Align (step 2)#
Different genes evolve at different rates, and so do different regions of the gene. Therefore, we have to make the sequences comparable to one another so we can actually estimate divergence from different regions of different sequences that share a functional or structural role. And to do so, we have to align the sequences.
For example using MAFFT, for large dataset I normally use the default options:
mafft $FASTA > $ALIGNED
For a small dataset (<200 sequences) of different groups, I normally use:
mafft --maxiterate 1000 --localpair $FASTA > $ALIGNED
And for a small dataset (<200 sequences of similarish length) of closely related group, I normally use:
mafft --maxiterate 1000 --globalpair $FASTA > $ALIGNED
Depending on the sequences you are aligning you may want to play with the different options that MAFFT offer. I recommend playing with them and with different datasets (highly similar and highly divergent sequences) to fully understand them.

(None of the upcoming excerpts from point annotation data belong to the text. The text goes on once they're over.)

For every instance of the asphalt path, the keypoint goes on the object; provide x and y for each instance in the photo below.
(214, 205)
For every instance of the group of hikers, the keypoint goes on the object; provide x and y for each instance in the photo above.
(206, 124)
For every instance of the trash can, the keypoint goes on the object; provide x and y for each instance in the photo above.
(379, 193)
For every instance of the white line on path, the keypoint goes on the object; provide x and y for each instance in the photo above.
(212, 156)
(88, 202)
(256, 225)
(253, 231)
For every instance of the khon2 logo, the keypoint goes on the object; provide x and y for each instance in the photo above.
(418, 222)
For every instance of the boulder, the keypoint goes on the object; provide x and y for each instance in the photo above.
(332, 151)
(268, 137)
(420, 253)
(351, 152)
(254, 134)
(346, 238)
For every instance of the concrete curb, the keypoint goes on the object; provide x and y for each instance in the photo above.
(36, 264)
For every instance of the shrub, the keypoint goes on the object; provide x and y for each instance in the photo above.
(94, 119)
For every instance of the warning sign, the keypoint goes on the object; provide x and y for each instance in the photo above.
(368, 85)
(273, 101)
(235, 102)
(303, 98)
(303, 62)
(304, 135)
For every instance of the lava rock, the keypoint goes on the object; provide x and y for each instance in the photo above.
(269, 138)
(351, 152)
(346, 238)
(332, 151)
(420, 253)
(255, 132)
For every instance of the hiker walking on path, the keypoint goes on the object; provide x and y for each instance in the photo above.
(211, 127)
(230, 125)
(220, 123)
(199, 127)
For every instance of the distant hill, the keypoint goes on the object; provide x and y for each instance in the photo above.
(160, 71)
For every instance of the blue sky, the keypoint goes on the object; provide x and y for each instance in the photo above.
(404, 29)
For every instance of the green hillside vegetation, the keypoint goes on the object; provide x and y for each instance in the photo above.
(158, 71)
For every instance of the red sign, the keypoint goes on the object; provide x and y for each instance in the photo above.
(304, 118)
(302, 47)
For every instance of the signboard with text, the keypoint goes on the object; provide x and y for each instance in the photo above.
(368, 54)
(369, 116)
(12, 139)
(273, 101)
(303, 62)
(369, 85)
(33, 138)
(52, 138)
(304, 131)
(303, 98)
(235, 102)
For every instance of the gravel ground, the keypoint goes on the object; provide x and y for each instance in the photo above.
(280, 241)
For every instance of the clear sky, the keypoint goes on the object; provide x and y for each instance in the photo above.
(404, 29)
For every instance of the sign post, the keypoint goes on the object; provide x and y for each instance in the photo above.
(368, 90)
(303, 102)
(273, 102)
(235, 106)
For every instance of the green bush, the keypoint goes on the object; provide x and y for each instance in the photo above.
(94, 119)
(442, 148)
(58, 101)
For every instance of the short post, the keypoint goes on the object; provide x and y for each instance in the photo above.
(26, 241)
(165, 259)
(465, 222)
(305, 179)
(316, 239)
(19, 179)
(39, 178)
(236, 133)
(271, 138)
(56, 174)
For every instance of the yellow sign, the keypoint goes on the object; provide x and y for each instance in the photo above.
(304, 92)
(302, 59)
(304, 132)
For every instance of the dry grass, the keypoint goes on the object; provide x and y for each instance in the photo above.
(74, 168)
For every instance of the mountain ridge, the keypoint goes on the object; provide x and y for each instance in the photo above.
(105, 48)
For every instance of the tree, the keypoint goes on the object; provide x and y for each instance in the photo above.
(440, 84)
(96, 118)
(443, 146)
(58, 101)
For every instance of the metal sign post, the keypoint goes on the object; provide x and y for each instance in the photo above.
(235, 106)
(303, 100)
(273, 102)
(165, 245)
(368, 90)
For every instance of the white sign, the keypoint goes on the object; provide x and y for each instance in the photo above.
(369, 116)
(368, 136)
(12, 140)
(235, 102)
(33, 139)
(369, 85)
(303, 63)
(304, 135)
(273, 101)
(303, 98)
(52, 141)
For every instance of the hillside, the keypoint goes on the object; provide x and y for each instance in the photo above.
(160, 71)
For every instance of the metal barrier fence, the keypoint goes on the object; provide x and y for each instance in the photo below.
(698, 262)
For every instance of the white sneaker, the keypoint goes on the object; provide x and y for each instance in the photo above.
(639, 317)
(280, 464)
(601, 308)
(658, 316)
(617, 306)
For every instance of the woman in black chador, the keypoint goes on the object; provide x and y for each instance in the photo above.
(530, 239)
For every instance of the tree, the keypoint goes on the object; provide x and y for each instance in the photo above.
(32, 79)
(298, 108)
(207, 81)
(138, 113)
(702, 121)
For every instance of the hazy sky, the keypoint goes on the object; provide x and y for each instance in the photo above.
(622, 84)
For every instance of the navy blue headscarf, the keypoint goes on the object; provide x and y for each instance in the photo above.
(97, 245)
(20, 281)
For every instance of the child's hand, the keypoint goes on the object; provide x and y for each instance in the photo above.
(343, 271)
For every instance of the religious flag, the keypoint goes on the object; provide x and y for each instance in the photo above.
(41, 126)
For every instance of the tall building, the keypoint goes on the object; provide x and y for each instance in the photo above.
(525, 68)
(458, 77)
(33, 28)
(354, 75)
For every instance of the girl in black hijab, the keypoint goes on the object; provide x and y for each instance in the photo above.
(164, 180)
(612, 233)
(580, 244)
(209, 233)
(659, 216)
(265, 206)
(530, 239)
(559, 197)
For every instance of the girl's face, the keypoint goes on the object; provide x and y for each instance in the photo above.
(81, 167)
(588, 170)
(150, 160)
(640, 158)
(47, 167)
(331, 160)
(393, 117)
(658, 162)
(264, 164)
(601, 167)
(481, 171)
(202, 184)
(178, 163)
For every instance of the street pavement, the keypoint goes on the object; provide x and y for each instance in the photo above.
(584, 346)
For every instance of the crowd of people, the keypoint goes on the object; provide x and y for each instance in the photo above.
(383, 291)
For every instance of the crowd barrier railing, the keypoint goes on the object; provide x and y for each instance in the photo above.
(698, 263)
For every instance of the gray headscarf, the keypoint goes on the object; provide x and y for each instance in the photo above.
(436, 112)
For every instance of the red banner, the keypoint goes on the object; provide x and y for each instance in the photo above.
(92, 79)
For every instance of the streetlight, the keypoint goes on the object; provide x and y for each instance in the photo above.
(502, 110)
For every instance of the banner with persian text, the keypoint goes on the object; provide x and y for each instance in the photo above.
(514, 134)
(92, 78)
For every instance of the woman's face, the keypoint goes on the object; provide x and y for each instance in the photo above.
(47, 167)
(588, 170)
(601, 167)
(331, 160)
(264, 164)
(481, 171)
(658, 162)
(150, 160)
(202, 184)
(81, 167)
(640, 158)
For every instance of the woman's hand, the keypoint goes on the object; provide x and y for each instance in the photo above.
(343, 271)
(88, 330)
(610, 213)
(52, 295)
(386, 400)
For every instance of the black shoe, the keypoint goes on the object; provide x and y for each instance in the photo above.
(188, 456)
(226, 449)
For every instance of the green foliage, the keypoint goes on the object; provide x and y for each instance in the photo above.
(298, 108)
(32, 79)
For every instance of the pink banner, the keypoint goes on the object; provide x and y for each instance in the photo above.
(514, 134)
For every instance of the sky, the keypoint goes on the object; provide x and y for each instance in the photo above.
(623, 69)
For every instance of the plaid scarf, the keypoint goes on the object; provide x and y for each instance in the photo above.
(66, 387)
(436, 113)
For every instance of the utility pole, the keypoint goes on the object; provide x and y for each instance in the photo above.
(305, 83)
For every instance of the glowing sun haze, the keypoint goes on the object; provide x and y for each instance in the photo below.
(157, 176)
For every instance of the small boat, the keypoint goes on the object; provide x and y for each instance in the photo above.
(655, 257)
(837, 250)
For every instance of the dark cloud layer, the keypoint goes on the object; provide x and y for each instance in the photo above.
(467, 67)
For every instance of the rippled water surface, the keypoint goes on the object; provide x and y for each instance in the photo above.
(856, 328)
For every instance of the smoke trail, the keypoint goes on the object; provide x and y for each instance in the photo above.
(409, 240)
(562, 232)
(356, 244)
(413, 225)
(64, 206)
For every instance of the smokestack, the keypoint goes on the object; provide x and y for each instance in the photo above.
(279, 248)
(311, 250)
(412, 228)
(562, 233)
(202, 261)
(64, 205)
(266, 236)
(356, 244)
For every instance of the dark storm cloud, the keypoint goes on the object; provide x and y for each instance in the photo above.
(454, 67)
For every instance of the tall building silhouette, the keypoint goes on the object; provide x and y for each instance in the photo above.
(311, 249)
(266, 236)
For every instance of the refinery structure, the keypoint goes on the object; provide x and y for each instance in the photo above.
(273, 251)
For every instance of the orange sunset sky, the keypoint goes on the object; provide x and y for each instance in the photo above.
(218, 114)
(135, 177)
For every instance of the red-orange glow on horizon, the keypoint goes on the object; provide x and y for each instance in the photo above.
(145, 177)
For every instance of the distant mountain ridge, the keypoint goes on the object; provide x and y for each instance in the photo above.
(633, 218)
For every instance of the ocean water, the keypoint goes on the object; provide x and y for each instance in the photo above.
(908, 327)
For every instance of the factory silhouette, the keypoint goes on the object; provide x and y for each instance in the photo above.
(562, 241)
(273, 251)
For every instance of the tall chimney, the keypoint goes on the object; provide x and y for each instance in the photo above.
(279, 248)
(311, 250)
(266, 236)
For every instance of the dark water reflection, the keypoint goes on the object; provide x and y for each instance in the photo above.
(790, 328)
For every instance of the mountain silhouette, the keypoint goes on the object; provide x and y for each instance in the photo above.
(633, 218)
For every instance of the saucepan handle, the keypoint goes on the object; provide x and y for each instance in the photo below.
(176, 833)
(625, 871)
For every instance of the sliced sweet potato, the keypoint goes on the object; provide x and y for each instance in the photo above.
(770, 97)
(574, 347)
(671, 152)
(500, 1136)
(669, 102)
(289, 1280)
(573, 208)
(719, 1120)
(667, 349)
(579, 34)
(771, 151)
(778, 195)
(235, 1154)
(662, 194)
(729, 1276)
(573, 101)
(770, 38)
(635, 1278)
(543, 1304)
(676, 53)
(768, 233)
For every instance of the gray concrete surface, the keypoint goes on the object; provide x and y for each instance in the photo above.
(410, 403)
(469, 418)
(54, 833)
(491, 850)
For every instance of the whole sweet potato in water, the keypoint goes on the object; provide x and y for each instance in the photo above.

It is important to manually check the alignment in AliView (or SeaView) if you are working with recently sequenced sequences or of doubted origin. There might be some misalignment or weird stuff easy to spot due to bad quality or sequencing errors.
Other softwares offer other possibilities, for example muscle (very useful for proteins) stores ambiguities or alignment errors for downstream analysis, and clustal uses a HMM profile to generate the alignment. Further posibilities can be found at the EMBL-EBI.
It is also possible (yet requires experience) to align the sequences based on complementary regions of the hypothetical 2D structure of the given coding gene or rDNA (if known).